At the end, after reversing SEBI’s Order and allowing the exemption, the SAT further observed that in an earlier case on similar facts, SEBI had granted exemption. Thus, SEBI should have granted exemption in the present case too. It observed, “It must be remembered that it is in public interest that a statutory regulator like the Board should be consistent in its approach as that would send the right signals to the capital market and would also insulate the Board from the charge of discrimination.”

While this decision will act as a precedent in future cases and also act as deterrent in arbitrary or inconsistent Orders of SEBI, I respectfully submit that some aspects of this decision of SAT require reconsideration.

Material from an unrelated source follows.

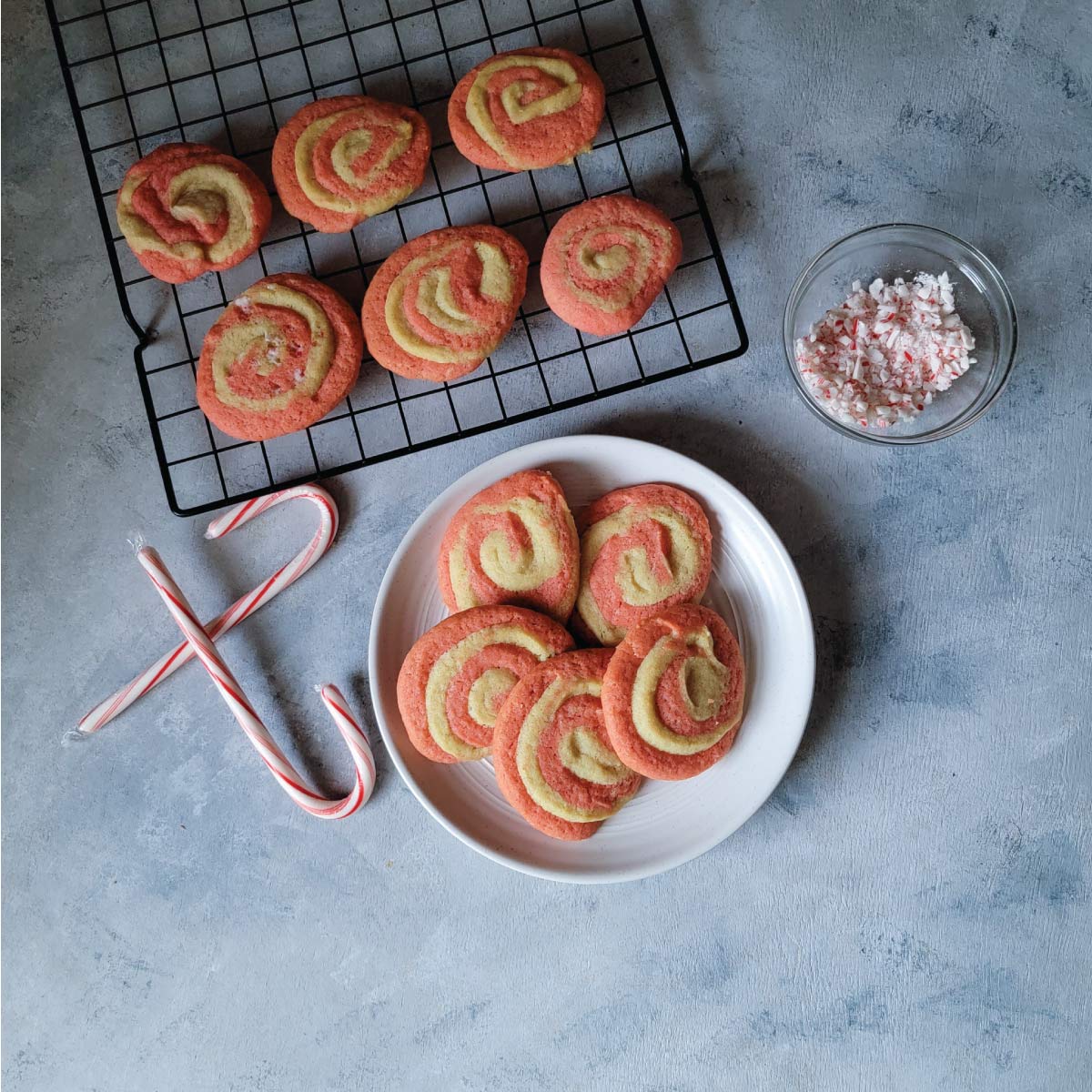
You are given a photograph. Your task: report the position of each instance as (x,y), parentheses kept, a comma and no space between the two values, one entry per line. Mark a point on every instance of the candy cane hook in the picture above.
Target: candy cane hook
(202,645)
(288,573)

Firstly, SAT has, in my opinion, substituted its own judgment in place of the clearly discretionary approval process of SEBI. This is not a case where SEBI has levied, say, a penalty using its discretion whether or not to levy a penalty. It was considering a case of grant of approval which is a concession or benefit given to the Promoters/ other allottees in the present case. SAT also has not found any patent error of fact or law on the face of the record.

Secondly, it may be recollected that till 2002, the Regulations allowed for exemption from open offer to preferential allotment provided certain conditions particularly relating to disclosures were complied with. This exemption has been consciously dropped as a matter of policy. Thus, it could be fair to accept that normal preferential allotment ought not be granted exemption, even if the other formalities in law were duly complied with. With due respect, this decision may indirectly lead to a situation that all allotments through preferential allotments in similar cases of need for fund raising should be exempted. This would make a nullity of the conscious amendment to the law.

Thirdly, the ground that SEBI should be consistent in its Order is of course an advisable and fair ground generally to avoid being seen as arbitrary. However, in cases of grant of discretionary exemption, it is submitted, with respect, that it would mean rigidity and exemptions being taken for granted.

Though not directly on the point, it may be recollected that the Supreme Court (in SEBI v. Saikala Associates Ltd., Civil Appeal No. 3696 of 2005 with Civil Appeal No. 4640 of 2006, decided on April 21, 2009) on the limits and nature of appellate power of the SAT had held that the SAT could not travel beyond the statutory powers in terms of exercising its discretion. The Court observed, “When something is to be done statutorily in a particular way, it can only be done that way. There is no scope for (SAT) taking shelter under a discretionary power”.

To conclude, an appellate window is now open, apparently for the first time, for refusal to grant exemption from open offer by SEBI. However, one trusts that the spirit of discretionary approvals is not defeated by it becoming it mandatory.